I am new to statistics and trying to prove that in simple linear regression, the $SS_{\text{Regression}}/\sigma^2$ can be expressed as the square of a standard normal. ( Where $SS_{\text{Regression}} = \sum_{1}^n(\hat Y_i - \bar Y)^2$ is the sum of squares due to regression)
I tried searching for Cochran's theorem but the theorem with heavy matrix theory is heavy for me right now.

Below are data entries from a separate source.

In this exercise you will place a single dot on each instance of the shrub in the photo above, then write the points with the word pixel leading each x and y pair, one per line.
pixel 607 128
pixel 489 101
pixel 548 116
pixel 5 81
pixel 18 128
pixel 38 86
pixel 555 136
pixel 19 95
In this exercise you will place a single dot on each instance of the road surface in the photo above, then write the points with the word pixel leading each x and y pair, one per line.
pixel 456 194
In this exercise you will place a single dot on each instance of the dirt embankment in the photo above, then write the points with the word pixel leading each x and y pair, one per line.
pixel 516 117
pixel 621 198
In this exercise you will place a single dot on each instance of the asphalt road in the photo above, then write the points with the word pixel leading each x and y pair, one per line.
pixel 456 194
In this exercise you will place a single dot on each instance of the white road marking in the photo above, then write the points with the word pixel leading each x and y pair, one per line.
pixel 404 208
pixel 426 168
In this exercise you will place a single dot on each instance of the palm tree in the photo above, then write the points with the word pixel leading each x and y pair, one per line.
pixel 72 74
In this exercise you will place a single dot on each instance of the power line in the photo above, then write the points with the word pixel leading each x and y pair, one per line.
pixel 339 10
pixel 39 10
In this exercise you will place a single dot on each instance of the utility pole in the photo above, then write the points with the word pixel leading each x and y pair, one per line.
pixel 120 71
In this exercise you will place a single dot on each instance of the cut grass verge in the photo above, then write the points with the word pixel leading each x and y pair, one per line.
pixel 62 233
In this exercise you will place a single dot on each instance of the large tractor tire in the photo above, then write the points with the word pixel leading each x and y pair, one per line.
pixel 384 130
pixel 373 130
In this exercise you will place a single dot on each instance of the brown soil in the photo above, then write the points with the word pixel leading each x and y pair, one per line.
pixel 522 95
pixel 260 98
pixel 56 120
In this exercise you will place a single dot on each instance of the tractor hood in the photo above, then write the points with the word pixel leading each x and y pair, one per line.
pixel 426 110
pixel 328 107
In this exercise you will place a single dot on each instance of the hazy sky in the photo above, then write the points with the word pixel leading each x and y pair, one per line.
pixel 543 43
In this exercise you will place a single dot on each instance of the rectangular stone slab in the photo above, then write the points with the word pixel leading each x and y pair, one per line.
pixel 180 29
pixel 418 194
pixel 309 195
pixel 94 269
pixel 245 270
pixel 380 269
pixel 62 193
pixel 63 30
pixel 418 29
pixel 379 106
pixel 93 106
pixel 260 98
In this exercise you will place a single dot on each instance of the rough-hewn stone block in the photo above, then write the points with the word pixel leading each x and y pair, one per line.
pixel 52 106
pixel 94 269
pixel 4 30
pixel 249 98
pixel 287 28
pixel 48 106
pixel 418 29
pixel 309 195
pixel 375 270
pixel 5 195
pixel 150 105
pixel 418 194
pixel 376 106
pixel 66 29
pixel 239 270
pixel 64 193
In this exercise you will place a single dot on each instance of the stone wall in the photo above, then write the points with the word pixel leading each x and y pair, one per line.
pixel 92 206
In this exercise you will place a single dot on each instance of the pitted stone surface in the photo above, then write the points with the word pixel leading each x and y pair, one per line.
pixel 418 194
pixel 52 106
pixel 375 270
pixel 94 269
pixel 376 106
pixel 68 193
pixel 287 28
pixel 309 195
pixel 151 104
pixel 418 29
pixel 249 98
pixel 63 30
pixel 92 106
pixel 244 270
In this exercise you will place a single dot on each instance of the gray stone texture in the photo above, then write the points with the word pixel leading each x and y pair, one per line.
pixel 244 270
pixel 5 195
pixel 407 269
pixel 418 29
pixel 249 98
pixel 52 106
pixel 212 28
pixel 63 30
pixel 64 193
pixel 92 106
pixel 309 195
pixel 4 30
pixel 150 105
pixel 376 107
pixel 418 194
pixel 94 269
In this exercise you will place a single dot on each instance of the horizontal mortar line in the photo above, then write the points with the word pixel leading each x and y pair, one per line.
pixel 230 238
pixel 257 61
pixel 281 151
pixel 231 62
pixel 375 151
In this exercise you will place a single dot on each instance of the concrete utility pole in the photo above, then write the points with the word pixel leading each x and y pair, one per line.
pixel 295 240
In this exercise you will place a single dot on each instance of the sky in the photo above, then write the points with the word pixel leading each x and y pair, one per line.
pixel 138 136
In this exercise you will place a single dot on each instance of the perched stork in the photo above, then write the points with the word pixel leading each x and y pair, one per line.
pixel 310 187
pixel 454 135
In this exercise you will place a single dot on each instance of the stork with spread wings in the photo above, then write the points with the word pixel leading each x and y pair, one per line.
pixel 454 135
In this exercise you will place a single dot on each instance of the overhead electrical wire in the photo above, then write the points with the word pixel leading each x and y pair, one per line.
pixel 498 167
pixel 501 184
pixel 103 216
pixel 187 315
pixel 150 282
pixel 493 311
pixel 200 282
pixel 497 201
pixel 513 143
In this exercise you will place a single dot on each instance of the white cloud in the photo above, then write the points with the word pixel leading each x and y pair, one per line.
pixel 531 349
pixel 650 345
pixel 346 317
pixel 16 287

Is there a simpler proof for the case of simple linear regression?
Help is deeply appreciated!
Consider the model $$y_i=\alpha+\beta x_i+\varepsilon_i\quad,\,i=1,2,\ldots,n$$
The least square estimators of $\alpha,\beta$ are then given by
$$\hat\alpha=\bar y-\hat\beta \bar x\qquad,\qquad\hat\beta=\frac{s_{xy}}{s_{xx}}$$
where $$s_{xy}=\sum_{i=1}^n (x_i-\bar x)(y_i-\bar y) \quad \text{ and } \quad s_{xx}=\sum_{i=1}^n (x_i-\bar x)^2$$
When the errors $\varepsilon_i$ are distributed as independent $N(0,\sigma^2)$ variables, we have
$$\frac{\hat\beta \sqrt{s_{xx}}}{\sigma}\sim N\left(\beta \sqrt{s_{xx}},1 \right) \tag{1}$$
Now
$$\hat y_i=\hat\alpha+\hat\beta x_i=\overline y+\hat\beta(x_i-\overline x)$$
Therefore, $$\frac{SSR}{\sigma^2}=\frac1{\sigma^2}\sum_{i=1}^n (\hat y_i-\overline y)^2=\left(\frac{\hat\beta \sqrt{s_{xx}}}{\sigma}\right)^2$$
From $(1)$, it follows that under normality of errors, $SSR/\sigma^2$ has a noncentral $\chi^2$ distribution with $1$ degree of freedom and noncentrality parameter $\beta^2 s_{xx}$. So it is not true in general that $SSR/\sigma^2$ can be expressed as the square of a standard normal variable.